REPUBLIKA.CO.ID, BEIJING -- Raksasa teknologi asal Cina, Alibaba, mempertahankan reputasinya sebagai lokomotif e-commerce. Pertumbuhan pendapatannya mencapai 40 persen, berdasarkan laporan pendapatan kuartalan terbarunya. Tren ini terjadi di tengah perlambatan pertumbuhan Produk Domestik Bruto (PDB) Cina dan ketidakpastian yang sedang berlangsung akibat perang dagang dengan Amerika Serikat (AS).
Pada kuartal ketiga 2019, Alibaba menghasilkan pendapatan 16,7 miliar dolar AS, naik 40 persen dibandingkan periode yang sama pada tahun sebelumnya.

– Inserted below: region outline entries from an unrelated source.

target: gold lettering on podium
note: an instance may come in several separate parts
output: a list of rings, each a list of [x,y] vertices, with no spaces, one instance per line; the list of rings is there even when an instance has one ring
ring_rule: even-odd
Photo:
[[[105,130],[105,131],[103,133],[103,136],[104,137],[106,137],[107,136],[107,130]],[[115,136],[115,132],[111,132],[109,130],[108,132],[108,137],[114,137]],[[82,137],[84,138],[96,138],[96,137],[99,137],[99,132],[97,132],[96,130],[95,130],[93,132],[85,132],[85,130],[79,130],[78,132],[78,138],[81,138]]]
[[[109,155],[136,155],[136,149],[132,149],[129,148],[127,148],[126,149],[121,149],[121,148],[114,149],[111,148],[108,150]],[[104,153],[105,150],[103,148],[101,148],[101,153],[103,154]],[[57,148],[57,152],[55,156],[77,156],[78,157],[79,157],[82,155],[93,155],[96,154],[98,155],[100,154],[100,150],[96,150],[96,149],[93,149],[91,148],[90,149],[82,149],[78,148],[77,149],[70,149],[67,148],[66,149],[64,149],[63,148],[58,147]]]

Sementara itu, penghasilan bersih hampir naik tiga kali lipat menjadi 9,9 juta dolar AS. Khususnya karena keuntungan pasca akuisisi ekuitas di afiliasi Ant Financial pada awal September.

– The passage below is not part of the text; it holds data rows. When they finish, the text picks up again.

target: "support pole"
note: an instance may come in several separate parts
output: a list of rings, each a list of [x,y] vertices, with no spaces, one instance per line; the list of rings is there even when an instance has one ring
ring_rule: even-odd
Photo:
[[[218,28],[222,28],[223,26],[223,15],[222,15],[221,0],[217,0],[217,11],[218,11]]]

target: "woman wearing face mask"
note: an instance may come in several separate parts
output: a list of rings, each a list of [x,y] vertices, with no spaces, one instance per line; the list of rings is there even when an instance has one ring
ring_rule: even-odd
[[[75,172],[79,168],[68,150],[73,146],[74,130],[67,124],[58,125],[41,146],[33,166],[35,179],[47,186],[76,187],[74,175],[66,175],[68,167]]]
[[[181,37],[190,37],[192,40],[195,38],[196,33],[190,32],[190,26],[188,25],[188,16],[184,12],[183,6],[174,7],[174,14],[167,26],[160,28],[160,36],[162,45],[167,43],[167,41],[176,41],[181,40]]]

Dilansir di Nikkei Asian Review, Rabu (6/11), ini merupakan laporan pendapatan pertama Alibaba di bawah pimpinan Daniel Zhang. Ia menggantikan Jack Ma sebagai direktur eksekutif Alibaba sejak September lalu.
Pendorong laba utama Alibaba masih berasal dari bisnis e-commerce intinya, yang meliputi Taobao, Tmall, inisiatif ritel baru Freshippo dan unitlogistik Cainiao Network. Dengan pengguna aktif bulanan seluler hingga 785 juta, Alibaba mampu bertengger sebagai raksasa e-commerce.
Di sisi lain, bisnis internasional Alibaba seperti Lazada di Asia Tenggara dan AliExpress Global juga berkontribusi pada momentum pertumbuhan yang kuat. Dalam laporan pendapatan, Alibaba mencatat, penghasilan yang disesuaikan sebelum bunga, pajak dan amortisasi untuk segmen tersebut naik 29 persen (year on year/ yoy) menjadi 5,4 miliar dolar AS atau hampir 40 persen dari keseluruhan pendapatan pada kuartal ini.
Profit itu mengimbangi kerugian berlanjut Alibaba yang dialami di beberapa sektor. Yaitu, komputasi awan atau cloud computing dan di media digital maupun unit hiburannya.